No news there, but according to a fascinating recent article in the MIT Sloan Management Review (free registration required), this "technostress" isn't just a personal issue, it's also a leadership challenge as well. In short, the article argues that employees' tech-related burnout is a boss's problem too.

This dark side of tech has multiple components, the authors write. Employees "feel forced to multitask rapidly on simultaneous streams of information from different devices simply because information feeds come at them in real time; remote work and flextime tether them round the clock to their devices and workplaces; and short technology cycles and pressures from IT vendors mean constantly changing interfaces, screens and functionalities, often without sufficient FAQs and help-desk support," they explain.

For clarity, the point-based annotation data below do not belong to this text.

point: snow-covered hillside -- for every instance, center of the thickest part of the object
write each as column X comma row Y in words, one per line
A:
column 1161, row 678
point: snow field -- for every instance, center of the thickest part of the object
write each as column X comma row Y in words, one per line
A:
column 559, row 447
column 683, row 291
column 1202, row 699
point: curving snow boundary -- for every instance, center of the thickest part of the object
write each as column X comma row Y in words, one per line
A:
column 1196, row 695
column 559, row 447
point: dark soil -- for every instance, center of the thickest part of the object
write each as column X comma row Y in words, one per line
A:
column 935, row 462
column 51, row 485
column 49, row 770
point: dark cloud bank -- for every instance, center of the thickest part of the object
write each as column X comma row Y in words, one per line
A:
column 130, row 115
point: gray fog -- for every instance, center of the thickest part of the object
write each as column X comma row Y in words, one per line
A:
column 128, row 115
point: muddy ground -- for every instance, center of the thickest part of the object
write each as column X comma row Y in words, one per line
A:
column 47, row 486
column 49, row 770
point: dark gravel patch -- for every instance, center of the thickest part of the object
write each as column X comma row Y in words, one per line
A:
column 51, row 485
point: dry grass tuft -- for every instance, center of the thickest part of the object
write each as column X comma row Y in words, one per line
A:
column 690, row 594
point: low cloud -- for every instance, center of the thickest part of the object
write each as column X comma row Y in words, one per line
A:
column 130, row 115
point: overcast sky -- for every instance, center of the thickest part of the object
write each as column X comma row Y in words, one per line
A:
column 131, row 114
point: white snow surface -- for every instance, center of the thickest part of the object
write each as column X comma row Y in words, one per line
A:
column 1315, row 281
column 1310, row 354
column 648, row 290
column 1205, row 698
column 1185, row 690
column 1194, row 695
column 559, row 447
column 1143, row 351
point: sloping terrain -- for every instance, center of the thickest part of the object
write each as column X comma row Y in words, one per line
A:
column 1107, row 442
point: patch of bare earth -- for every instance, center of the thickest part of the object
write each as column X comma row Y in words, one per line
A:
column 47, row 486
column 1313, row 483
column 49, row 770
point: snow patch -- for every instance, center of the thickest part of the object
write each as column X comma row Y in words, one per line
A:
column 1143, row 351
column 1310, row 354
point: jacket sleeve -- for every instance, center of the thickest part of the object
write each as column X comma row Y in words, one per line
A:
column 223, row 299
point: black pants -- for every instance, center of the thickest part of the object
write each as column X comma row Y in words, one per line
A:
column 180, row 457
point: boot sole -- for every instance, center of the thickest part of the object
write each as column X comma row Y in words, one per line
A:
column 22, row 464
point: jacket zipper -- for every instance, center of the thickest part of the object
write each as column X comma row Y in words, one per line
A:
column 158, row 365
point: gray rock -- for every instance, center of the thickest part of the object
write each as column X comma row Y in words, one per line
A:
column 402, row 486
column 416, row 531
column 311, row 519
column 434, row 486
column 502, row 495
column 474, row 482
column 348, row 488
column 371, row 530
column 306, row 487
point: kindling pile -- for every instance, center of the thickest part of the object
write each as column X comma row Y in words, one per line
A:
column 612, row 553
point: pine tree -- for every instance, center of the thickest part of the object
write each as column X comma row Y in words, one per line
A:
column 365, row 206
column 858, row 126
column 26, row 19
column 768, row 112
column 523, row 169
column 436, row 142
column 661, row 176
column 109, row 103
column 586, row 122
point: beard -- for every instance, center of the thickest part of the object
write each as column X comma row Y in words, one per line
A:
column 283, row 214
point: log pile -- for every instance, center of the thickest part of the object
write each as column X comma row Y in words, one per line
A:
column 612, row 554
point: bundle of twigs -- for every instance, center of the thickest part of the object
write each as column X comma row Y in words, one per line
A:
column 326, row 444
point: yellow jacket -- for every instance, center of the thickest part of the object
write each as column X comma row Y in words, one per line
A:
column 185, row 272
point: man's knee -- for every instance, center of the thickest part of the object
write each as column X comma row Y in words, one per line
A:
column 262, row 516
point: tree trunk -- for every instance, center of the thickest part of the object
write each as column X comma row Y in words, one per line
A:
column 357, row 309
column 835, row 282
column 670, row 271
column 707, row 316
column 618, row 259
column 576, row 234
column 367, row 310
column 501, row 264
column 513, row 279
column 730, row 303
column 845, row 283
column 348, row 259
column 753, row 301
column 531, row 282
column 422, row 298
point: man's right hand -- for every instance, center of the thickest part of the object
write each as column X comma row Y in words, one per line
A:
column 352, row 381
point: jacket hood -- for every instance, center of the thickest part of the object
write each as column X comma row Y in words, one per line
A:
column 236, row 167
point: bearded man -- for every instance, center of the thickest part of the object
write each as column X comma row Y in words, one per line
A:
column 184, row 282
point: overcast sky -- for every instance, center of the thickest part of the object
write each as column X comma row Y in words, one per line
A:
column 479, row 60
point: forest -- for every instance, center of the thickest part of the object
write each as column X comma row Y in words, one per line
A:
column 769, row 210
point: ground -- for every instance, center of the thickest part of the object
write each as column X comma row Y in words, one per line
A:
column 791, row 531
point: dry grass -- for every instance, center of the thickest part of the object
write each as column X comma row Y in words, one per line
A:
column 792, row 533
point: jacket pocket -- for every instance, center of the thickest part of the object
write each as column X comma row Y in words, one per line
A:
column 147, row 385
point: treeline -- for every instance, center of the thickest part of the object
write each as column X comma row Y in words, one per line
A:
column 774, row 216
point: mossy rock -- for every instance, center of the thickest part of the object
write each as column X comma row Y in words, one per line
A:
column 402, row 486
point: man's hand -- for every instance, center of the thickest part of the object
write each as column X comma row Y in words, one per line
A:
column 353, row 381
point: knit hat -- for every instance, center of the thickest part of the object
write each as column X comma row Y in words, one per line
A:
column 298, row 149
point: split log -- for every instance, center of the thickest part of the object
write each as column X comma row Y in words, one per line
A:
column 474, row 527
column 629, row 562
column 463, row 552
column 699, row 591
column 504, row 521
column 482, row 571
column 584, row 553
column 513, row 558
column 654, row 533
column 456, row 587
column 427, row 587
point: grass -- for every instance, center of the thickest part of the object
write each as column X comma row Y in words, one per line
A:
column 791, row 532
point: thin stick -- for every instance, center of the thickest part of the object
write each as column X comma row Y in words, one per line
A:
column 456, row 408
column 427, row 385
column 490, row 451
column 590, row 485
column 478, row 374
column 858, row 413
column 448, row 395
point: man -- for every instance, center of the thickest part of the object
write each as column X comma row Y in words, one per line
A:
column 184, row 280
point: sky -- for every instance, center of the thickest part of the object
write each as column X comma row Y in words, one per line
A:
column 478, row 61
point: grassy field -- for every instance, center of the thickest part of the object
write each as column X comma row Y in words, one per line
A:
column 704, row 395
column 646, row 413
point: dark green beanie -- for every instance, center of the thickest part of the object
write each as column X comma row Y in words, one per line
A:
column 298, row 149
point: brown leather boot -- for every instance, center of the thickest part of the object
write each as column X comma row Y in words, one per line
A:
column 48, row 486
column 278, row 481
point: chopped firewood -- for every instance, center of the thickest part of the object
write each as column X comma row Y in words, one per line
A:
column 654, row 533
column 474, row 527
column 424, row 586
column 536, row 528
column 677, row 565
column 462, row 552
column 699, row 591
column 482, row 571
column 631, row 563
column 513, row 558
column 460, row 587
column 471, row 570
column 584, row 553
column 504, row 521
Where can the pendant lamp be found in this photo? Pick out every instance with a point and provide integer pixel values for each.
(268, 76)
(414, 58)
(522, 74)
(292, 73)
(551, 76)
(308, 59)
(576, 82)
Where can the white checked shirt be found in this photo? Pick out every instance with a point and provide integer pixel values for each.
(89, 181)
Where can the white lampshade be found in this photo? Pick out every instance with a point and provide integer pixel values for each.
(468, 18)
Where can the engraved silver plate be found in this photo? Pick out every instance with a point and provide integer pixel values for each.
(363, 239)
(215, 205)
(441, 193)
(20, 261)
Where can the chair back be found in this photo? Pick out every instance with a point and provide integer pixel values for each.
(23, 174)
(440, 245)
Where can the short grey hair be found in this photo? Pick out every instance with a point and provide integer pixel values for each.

In addition, nearly half of your team might have a full-fledged addiction to their gadgets. "In a study of organizational mobile email users, we found that 46% exhibited medium to high addiction-like symptoms," they report. Yikes!

Why you should care.

That's not good news for your Candy Crush-addicted employee, but it's also bad news for you, according to the authors. Besides the humanitarian argument that being stressed out just stinks, the authors offer several more pragmatic rationales for leaders to take employee technostress seriously.

"The more time and effort employees spend keeping abreast of ever-changing applications, struggling through information gluts, trying to understand how best to navigate through and use IT, and making mistakes, the less time they have for the job their IT tools are intended to support," they write, adding that "the rush to respond to incoming information causes employees to process, hastily and ineffectively, only that information which is immediately available, rather than wait for the information they actually need to do the job. Such an approach can stymie innovation, which often requires unhurried and thoughtful processing of relevant, varied and, as far as possible, reasonably complete information."

What should you do.

If you're persuaded that tech-induced stress isn't just an individual problem, but also an organizational one, the question remains, what exactly should you do about it? The in-depth article offers loads of ideas, but here's an express lane version of the top suggestions:

  • Monitor it. Every businessperson knows the old management truism that "what gets measured gets managed," yet many leaders forget this essential truth when it comes to tech-related burnout. "HR leaders should work together with IT leaders to create programs and audit exercises to regularly measure and monitor the extent to which employees are plagued by these effects and are less productive, innovative, or effective as a result," the authors recommend.
  • Encourage mindfulness. Your employees shouldn't just use every possible app and gadget that they come across. They need to pick and choose carefully. Encourage them to do so. "Senior leadership should encourage employees to reflect on not only how they use IT from or at work, but for work, from anywhere," the authors state, suggesting "'mindful technology use events and practices such as 'email-free' weekday afternoons." (Research shows even small breaks from email can dramatically reduce stress.)
  • Help employees make the most of new tech. Don't just roll out new tools with cursory one-off training. Instead, help employees tinker, customize and troubleshoot over time. "Rather than keep installing systems and tossing them over to users, IT leaders need to remain engaged with users for significantly longer periods after implementing a system," argues the article.